Solusi Geologi Lingkungan bagi Kota Palu
Undang-undang No. 26 Tahun 2007 tentang Penataan Ruang, Pasal 5 ayat (2) adalah landasan hukum bagi penataan lingkungan fisik (geologi). Dalam ayat tersebut dijelaskan bahwa penataan ruang berdasarkan fungsi utama kawasan yang terdiri atas kawasan lindung dan kawasan budidaya. Hal ini berkaitan dengan Undang-undang No. 24 Tahun 2007 tentang Penanggulangan Bencana dijelaskan pada pasal 35 huruf f mengenai pelaksanaan dan penegakan rencana tata ruang dan dalam pasal 38 huruf d tentang penataan ruang dan pengelolaan lingkungan hidup. Untuk melaksanakan amanat undang-undang tersebut metodologi geologi lingkungan dapat diterapkan yang memberikan informasi mengenai karakteristik lingkungan geologi suatu wilayah untuk penataan ruang dalam rangka pengembangan wilayah dan pengelolaan lingkungan hidup. Kajian dilakukan secara komprehensif dari keterpaduan aspek sumberdaya geologi sebagai faktor pendukung dan aspek bencana geologi sebagai faktor kendala. Penyusunan informasi geologi lingkungan dilakukan dari peta tematik geologi maupun peta non-geologi, masing-masing parameter akan diberikan bobot/skor secara kuantitatif dan penilaian para ahli kemudian ditumpang susun (overlay) melalui analisis sistem informasi geografis (SIG). Dengan begitu akan diperoleh ukuran tingkat keleluasaan yang akan menggambarkan peringkat wilayah yang dapat dikembangkan sebagai kawasan budidaya, atau kawasan tertentu. Arti leluasa digunakan untuk pemilahan penggunaan lahan dan mudah dalam pengorganisasian ruang.

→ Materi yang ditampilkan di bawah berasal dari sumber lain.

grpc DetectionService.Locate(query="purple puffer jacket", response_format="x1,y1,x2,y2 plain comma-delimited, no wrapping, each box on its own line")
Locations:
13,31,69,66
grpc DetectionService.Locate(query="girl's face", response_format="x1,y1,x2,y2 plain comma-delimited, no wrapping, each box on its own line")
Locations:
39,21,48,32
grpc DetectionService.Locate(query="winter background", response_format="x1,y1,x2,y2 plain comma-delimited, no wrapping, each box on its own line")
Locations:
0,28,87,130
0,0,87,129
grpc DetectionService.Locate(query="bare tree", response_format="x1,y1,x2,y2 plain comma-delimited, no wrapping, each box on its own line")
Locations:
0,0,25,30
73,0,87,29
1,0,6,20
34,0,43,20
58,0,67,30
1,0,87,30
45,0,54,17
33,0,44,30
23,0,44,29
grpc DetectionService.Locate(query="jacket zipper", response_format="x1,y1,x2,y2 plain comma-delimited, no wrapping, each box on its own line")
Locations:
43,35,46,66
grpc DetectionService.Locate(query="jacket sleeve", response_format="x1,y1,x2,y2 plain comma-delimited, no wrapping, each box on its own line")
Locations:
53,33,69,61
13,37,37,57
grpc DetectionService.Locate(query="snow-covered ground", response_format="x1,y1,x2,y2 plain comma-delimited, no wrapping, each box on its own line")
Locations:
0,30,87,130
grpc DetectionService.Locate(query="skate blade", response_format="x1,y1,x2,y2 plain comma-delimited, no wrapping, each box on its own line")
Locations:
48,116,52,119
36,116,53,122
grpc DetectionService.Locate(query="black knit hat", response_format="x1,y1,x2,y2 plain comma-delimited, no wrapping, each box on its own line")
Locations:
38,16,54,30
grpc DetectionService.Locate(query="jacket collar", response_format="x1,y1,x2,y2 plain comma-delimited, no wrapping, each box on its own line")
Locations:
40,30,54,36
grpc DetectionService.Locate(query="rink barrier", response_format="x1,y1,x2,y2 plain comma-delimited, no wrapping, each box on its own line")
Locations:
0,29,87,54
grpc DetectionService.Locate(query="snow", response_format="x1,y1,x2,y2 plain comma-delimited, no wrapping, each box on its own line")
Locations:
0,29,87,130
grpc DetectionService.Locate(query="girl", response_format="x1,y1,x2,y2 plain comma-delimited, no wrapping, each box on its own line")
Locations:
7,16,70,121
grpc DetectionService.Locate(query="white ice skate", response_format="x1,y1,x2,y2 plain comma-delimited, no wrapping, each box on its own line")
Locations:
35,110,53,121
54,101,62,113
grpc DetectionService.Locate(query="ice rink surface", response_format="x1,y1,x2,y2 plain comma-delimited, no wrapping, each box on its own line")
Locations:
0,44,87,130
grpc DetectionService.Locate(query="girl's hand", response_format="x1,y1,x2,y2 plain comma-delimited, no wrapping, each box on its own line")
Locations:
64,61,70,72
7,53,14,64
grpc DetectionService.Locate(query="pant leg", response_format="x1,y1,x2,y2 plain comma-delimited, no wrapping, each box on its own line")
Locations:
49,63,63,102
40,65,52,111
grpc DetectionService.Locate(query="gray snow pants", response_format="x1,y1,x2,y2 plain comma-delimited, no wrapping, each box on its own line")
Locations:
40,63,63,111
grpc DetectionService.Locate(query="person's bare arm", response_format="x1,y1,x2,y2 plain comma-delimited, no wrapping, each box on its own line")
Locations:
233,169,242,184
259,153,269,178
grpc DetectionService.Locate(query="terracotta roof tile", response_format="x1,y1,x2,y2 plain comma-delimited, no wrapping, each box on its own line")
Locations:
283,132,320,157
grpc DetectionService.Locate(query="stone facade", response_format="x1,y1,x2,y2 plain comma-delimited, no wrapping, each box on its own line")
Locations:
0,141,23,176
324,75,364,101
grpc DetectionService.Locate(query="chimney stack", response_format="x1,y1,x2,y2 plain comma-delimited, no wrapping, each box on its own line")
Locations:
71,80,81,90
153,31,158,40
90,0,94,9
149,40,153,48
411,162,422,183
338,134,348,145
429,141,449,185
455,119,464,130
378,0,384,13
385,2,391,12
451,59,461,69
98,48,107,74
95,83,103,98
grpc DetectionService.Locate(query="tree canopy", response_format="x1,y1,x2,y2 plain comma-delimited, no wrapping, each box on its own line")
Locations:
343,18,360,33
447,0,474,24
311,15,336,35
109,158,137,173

Dengan tersedianya data dan informasi geologi lingkungan, dan dapat pula didampingi dengan hasil kajian risiko bencana, ini menjadi dasar yang kuat sebagai bahan masukan dan sekaligus evaluasi terhadap Rencana Tata Ruang Wilayah (RTRW) Kota Palu. Dari proses ini, diharapkan pembangunan di Kota Palu dapat berkelanjutan dan berwawasan lingkungan, yang sadar sebagai daerah yang memiliki kelas ancaman bahaya geologi yang tinggi.